Sem valores simbólicos, Os Heráclidas é considerada uma das peças menos populares de Eurípides.

Nota


  • Estima-se que a peça tenha sido encenada pela primeira vez entre 430 e 429 a.C..


 

Reso

Personagens Principais Odisseu – herói grego Diomedes – herói grego Reso – rei Trácio que vem auxiliar Troia

Interpretação Um assalto noturno para eliminar um inimigo é tema mais para um poema épico do que uma tragédia, pois falha em excitar algum interesse moral. O valor cênico de Reso está mais no vigor e velocidade da ação que nas palavras.


Simbolicamente Reso apenas ajuda na construção da astúcia da personagem Odisseu cujo mito se explica interinamente na Odisseia. Notas

  • Há muitas duvidas quanto a autoria do Reso que chegou até os nossos dias. Caso seja de Eurípides seria um de seus primeiros trabalhos.

  • A mesma ação da peça é descrita no livro X da Ilíada.


 

Notas

  • Eurípides (484 a.C. – 406 a.C.) nasceu em Salaminas (ilha próxima de Atenas).

  • Escreveu 74 peças (67 tragédias e 7 dramas satíricos). Algumas fontes atribuem-lhe 92 peças. Dessas chegaram até nossos dias um drama satírico (O Ciclope) e 18 tragédias: As Bacantes (provavelmente 405 a.C.), Medéia (431), Hipólito (428), As Troianas (415), Helena (412), Orestes (408), Ifigênia em Áulis (405), Andrômaca, Os Heráclidas, Hébuca, As Suplicantes, Electra (415-413), Héracles, Ifigênia em Táuris, Íon, As Fenícias, Alceste e Reso (de autoria contestada).

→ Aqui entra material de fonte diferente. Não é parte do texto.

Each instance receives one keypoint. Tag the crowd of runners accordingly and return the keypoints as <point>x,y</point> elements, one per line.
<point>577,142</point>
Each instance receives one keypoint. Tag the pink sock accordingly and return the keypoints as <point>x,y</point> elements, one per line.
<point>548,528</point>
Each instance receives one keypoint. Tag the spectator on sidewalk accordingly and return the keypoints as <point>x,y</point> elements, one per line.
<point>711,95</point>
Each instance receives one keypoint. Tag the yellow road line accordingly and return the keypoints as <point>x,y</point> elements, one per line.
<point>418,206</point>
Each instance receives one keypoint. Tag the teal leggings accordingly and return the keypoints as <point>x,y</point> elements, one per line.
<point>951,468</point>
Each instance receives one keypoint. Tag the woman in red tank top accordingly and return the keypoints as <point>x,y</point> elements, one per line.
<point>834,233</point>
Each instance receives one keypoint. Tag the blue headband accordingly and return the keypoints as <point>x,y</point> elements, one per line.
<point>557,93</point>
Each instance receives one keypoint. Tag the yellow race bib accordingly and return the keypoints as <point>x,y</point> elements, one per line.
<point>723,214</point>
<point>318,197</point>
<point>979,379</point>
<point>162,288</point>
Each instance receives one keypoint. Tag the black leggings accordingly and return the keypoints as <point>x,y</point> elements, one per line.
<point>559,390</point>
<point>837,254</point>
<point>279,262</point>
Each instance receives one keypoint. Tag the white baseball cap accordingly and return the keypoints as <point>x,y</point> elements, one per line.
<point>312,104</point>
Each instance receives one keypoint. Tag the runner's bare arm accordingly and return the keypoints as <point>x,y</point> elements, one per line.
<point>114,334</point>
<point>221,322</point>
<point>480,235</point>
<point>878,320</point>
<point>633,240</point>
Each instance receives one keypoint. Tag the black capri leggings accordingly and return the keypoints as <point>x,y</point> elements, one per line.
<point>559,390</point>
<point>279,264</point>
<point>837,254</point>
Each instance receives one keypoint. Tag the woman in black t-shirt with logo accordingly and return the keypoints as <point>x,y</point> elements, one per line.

  • Eurípides apresenta o homem revoltado com sua condição, cuja alma sucumbe diante da realidade O homem como ele é, segundo Aristóteles, em oposição a como deveria ser apregoado por Sófocles. Vai-se do destino implacável esquiliano para a rebelião metafísica humana de Eurípides, passando pela esperança de Sófocles. Com Eurípides a tragédia mítica convertesse numa representação da vida cotidiana.

  • Eurípides está impregnado com as ideias e retórica dos sofistas.

  • Eurípides venceu apenas 4 vezes nos festivais a Dionísio (Ésquilo venceu 32 vezes e Sófocles mais de 20 vezes).